A nerve block is an anesthetic injection administered directly into a painful area of the back. These treatments are commonly called back pain injections or epidural injections when used in the spine. These minimally invasive procedures are used to treat a wide range of symptom-producing conditions and are one of the most popular moderate therapy modalities within the back pain industry.
Nerve injections offer a better solution to the antiquated decision to surgically sever neurological connections used years ago. At least nerve injections are temporary and will not do more harm than good in most cases, since the effects will wear off eventually if unexpected and problematic complications with sensation or motor function do result.
This dialog explore the benefits, limitations and risks associated with the use of spinal nerve blocks.
What is a Nerve Block Injection?
Regional neurological blocks are used to prevent painful sensory messages from traveling on a nerve which is affected by some form of dorsopathy condition. These injections are used for virtually the entire gambit of causative back pain diagnoses, from herniated discs to arthritis in the spine.
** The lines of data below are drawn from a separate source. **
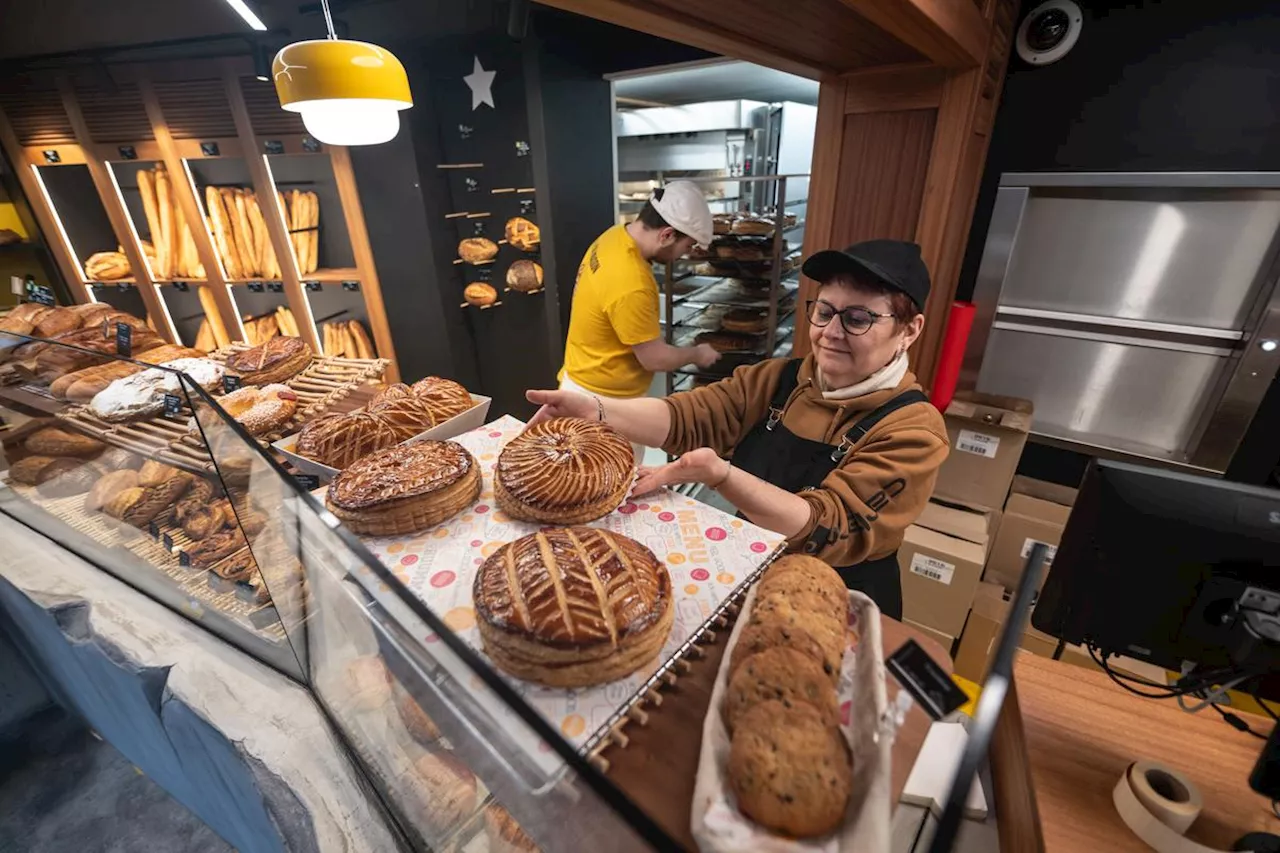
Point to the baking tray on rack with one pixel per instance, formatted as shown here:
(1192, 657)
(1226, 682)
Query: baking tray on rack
(712, 559)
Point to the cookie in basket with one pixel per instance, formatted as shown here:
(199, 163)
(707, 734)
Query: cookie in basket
(790, 771)
(781, 674)
(766, 635)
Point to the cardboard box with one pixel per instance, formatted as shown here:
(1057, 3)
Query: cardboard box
(987, 437)
(945, 641)
(1036, 511)
(941, 560)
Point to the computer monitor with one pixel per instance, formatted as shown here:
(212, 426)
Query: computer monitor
(1173, 569)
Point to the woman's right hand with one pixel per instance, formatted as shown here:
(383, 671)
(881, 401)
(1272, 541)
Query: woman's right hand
(562, 404)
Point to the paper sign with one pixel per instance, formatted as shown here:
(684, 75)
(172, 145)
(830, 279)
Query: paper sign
(979, 443)
(933, 569)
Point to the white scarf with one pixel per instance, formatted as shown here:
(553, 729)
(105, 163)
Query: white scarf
(887, 377)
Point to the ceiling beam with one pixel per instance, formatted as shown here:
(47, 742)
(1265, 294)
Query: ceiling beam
(951, 33)
(688, 31)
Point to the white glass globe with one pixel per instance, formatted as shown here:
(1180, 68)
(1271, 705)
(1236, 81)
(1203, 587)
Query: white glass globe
(350, 121)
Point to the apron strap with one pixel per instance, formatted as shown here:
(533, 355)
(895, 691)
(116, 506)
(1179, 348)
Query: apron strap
(787, 382)
(859, 430)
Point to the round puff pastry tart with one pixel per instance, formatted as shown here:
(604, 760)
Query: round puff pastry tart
(405, 488)
(563, 470)
(572, 606)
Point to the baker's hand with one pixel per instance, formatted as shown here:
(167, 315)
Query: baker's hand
(704, 355)
(562, 404)
(700, 465)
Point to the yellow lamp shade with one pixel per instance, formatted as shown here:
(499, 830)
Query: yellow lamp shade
(348, 92)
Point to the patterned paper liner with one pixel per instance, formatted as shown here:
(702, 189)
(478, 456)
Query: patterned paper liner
(711, 557)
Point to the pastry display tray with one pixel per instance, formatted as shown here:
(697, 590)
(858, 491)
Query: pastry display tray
(712, 559)
(453, 427)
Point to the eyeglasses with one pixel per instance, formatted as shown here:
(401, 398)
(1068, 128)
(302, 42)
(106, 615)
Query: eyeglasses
(854, 319)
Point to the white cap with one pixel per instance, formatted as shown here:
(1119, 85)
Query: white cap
(685, 209)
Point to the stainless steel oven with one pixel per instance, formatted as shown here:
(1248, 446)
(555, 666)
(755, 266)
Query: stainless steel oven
(1139, 311)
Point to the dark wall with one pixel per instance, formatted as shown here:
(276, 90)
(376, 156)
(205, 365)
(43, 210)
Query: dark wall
(1176, 85)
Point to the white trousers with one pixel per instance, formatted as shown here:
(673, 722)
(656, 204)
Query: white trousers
(568, 384)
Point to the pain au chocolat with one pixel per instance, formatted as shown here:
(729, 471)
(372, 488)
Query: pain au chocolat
(405, 488)
(572, 606)
(565, 470)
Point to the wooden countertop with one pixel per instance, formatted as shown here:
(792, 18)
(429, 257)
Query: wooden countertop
(1082, 731)
(658, 766)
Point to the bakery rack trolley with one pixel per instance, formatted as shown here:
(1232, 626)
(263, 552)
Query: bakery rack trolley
(693, 302)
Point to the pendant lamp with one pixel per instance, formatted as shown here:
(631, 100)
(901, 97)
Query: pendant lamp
(348, 92)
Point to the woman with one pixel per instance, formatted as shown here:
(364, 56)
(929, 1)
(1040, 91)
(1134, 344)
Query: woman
(837, 451)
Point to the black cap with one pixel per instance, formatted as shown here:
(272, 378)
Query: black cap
(894, 263)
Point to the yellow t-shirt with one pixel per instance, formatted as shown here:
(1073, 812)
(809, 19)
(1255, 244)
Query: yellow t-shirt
(615, 308)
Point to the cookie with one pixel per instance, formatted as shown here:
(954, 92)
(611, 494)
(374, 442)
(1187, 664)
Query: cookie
(766, 635)
(781, 674)
(790, 771)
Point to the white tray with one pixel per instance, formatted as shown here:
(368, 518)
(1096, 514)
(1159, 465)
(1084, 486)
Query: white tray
(453, 427)
(718, 826)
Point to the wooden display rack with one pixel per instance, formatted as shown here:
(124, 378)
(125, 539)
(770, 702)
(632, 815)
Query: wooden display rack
(181, 115)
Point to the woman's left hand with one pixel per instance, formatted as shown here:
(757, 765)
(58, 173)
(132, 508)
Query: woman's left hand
(700, 465)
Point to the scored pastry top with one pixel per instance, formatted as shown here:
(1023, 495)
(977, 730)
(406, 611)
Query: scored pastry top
(572, 587)
(566, 463)
(401, 471)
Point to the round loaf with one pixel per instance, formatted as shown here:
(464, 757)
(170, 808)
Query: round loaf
(406, 488)
(790, 771)
(563, 470)
(572, 606)
(781, 674)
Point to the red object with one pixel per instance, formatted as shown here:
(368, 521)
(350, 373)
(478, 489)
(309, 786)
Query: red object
(947, 373)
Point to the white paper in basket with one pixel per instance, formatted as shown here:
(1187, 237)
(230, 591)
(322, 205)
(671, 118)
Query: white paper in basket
(718, 826)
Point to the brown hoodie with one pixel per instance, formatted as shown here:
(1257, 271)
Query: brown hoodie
(863, 507)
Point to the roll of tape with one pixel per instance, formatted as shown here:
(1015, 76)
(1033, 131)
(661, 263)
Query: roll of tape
(1159, 804)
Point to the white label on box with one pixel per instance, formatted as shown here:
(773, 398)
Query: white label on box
(979, 443)
(1051, 551)
(933, 569)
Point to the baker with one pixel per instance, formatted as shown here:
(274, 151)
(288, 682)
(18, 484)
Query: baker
(839, 451)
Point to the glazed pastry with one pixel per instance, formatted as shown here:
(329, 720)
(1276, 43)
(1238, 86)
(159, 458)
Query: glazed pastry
(449, 790)
(789, 770)
(106, 488)
(405, 489)
(503, 833)
(565, 470)
(524, 235)
(261, 410)
(444, 397)
(55, 441)
(278, 360)
(572, 606)
(525, 276)
(478, 250)
(480, 293)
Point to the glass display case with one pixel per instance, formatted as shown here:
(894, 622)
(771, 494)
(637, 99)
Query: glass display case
(178, 501)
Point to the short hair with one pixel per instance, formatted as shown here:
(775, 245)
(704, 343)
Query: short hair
(900, 305)
(652, 219)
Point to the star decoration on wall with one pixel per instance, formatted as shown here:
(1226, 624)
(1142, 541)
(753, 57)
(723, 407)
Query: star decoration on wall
(480, 82)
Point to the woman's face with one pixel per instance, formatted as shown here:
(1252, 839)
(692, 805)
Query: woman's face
(846, 359)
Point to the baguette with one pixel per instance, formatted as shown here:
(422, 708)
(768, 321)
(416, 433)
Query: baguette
(147, 190)
(164, 243)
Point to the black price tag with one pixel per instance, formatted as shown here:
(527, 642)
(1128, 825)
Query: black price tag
(124, 340)
(927, 682)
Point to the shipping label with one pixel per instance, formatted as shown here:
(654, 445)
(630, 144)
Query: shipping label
(979, 443)
(933, 569)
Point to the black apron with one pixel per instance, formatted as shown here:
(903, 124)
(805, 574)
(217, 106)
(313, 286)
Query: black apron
(778, 456)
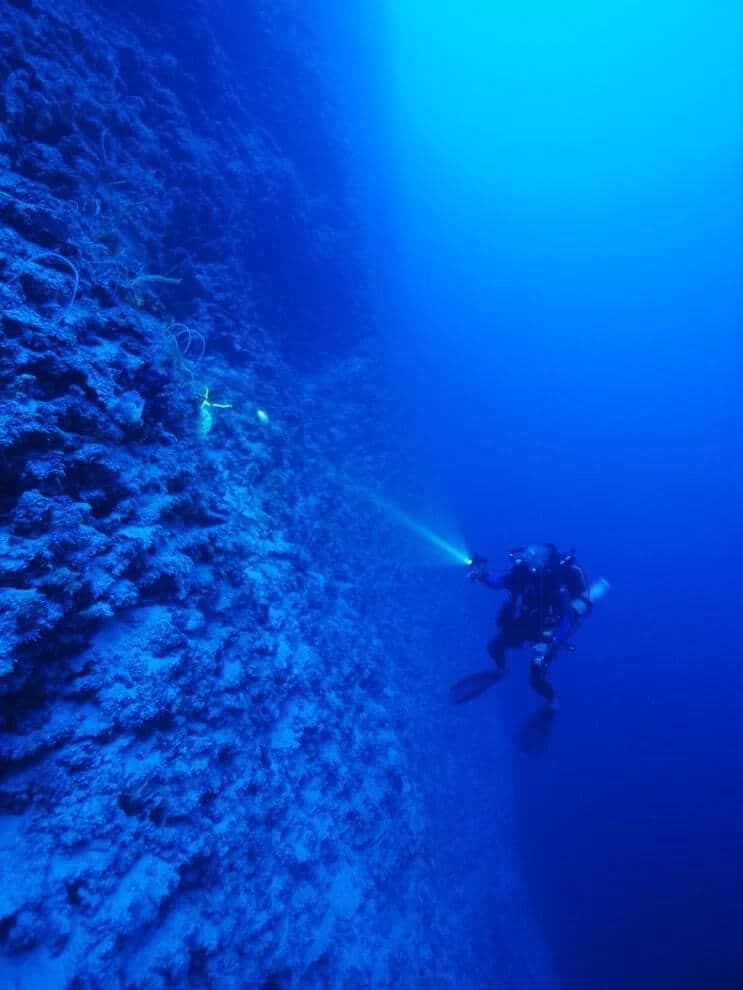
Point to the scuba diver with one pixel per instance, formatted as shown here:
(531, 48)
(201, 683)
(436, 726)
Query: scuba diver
(547, 598)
Nerve injections are typically made up of powerful local anesthetics, corticosteroids and epinephrine. Injections can be given as a single shot or a series of shots into a regional area. Other forms of neurological block, such as radiofrequency lesioning and cryoanalgesia use heat or cold to affect painful nerve tissue and typically are longer lasting than anesthetic injections. The best path to successful treatment will depend on the exact nature of the causative condition and various factors relating to the circumstances of the patient’s health and symptomatic expression.
Nerve Injection Diagnosis
Many back pain diagnoses are made using a nerve injection to confirm a suspected causative condition. This is a problematic and inaccurate investigative method which is often responsible for causing a misdiagnosed back pain condition for the patient. An injection of anesthetic to prove a certain structure is the source of pain is rarely a perfect science, even when performed under live x-ray (fluoroscopy).
Be very careful of any diagnosis made using injection therapy. The anesthetic used can spread to other potentially symptomatic structures and can also alleviate the pain of an unrelated condition, such as psychosomatic back pain enacted through ischemia.
Remember, regardless of the diagnosis, just because a particular neurological structure is implicated to be a location of pain, does not mean that it is the only location. Many nerve injections fail to resolve all the sources of symptoms, thereby only providing partial relief while other “hot” nerves still exist.
Nerve Block Advice
Using epidural injections as a moderate back pain treatment is both popular and generally effective in the short-term. Many patients with a variety of problematic complaints experience generally good relief from their first round of injections, but less relief and shorter term relief from subsequent rounds of treatment.
Do not believe that injection therapy will generally be a cure for your pain, for you are sure to be greatly disappointed in most instances. Neurological blocks merely buy you some asymptomatic time to investigate treatment modalities which might create a real cure. Injection therapy is merely symptomatic back pain treatment and as such, demonstrates all the risks of all temporary therapy modalities.
The bottom line comes down to this… Use nerve injections to deal with acute back pain in the present, but find a more effective plan which might actually solve your pain condition in the long-term, if and when your symptoms return.